Italy is close to clinching a deal initially worth US$5 billion with Intel Corp to build an advanced semiconductor packaging and assembly plant in the country, two sources briefed on discussions said yesterday.
Intel’s investment in Italy is part of a wider plan announced by the US chipmaker earlier this year to invest US$88 billion in building capacity across Europe, which is striving to cut its reliance on Asian chip imports and ease a supply crunch that has curbed output in the region’s strategic auto sector.
Asking not to be named due to the sensitivity of the matter, the sources said the government of outgoing Italian Prime Minister Mario Draghi was working to have an agreement in place by the end of this month, ahead of a snap national election scheduled for Sept. 25.
Sources have previously told Reuters that Rome is ready to fund as much as 40 percent of Intel’s total investment in Italy, which is expected to rise over time from the initial US$5 billion.
Draghi’s office and Intel declined to comment.
The factory would use new technologies to weave together full chips out of tiles.
Intel and the government have shortlisted possible sites in two Italian regions, the sources said, with one of them saying they would be in the northern regions of Piedmont and Veneto.
A final decision on where to build the facility is yet to be made, both sources said. The Lombardy, Puglia and Sicily regions had also been considered initially.
The total size of Intel’s investment and how Italy plans to fund its share is not yet clear.
Under the so-called Chips Act aimed at funding innovative semiconductor facilities, the European Commission early this year said it had made available 15 billion euros (US$15.3 billion) in additional public and private investment by 2030. This is on top of 30 billion euros of public investments already planned from NextGenerationEU, Horizon Europe and national budgets.

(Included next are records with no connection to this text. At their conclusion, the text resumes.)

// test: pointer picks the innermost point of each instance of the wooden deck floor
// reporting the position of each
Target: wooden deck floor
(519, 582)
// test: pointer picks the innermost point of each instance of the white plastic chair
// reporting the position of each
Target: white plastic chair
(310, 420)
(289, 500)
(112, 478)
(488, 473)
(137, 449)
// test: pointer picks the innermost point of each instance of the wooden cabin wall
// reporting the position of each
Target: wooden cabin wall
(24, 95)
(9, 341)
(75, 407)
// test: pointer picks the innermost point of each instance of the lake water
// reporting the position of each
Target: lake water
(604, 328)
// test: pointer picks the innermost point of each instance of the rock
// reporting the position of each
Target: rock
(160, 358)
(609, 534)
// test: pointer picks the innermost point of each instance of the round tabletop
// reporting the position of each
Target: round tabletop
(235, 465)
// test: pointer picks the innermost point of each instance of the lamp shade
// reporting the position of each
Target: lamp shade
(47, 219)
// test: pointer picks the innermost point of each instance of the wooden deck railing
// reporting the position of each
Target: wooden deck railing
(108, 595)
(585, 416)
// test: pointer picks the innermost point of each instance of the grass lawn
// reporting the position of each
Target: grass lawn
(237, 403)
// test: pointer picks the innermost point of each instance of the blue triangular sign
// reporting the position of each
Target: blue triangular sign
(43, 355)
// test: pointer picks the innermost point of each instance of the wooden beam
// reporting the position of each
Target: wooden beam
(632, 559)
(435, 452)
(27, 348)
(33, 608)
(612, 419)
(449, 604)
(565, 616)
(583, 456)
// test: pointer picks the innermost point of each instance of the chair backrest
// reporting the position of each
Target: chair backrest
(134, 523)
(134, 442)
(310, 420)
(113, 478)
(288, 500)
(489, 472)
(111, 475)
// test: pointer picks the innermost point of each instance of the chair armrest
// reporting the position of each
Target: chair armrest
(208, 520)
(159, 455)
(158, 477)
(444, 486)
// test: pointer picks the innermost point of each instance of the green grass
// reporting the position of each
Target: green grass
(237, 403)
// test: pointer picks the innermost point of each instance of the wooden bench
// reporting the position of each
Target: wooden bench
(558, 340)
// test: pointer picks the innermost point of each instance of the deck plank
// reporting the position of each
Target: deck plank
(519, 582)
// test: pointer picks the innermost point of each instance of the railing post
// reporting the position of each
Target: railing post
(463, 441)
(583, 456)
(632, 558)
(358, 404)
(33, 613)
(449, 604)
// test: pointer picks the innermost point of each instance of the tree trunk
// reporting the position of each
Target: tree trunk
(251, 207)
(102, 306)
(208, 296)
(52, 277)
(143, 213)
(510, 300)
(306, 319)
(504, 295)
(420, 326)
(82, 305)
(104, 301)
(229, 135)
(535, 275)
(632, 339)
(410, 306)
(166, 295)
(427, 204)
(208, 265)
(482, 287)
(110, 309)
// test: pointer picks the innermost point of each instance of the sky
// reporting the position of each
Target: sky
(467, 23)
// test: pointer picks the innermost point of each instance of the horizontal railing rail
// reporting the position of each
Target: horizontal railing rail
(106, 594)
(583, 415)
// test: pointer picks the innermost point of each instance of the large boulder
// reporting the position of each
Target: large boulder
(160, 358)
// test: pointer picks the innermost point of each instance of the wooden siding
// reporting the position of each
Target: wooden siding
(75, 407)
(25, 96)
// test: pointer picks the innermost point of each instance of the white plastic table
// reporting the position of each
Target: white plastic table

Rome has so far set aside 4.15 billion euros until 2030 to attract chipmakers and invest in new industrial applications of innovative technologies.
The government is also in talks with French-Italian STMicroelectronics NV, US-based MEMC Electronic Materials Inc, Taiwan Semiconductor Manufacturing Co (台積電) and Israeli Tower Semiconductor Ltd, which Intel bought earlier this year.
STMicroelectronics last month signed a pact with GlobalFoundries Inc to build a US$5.7 billion chip factory in France.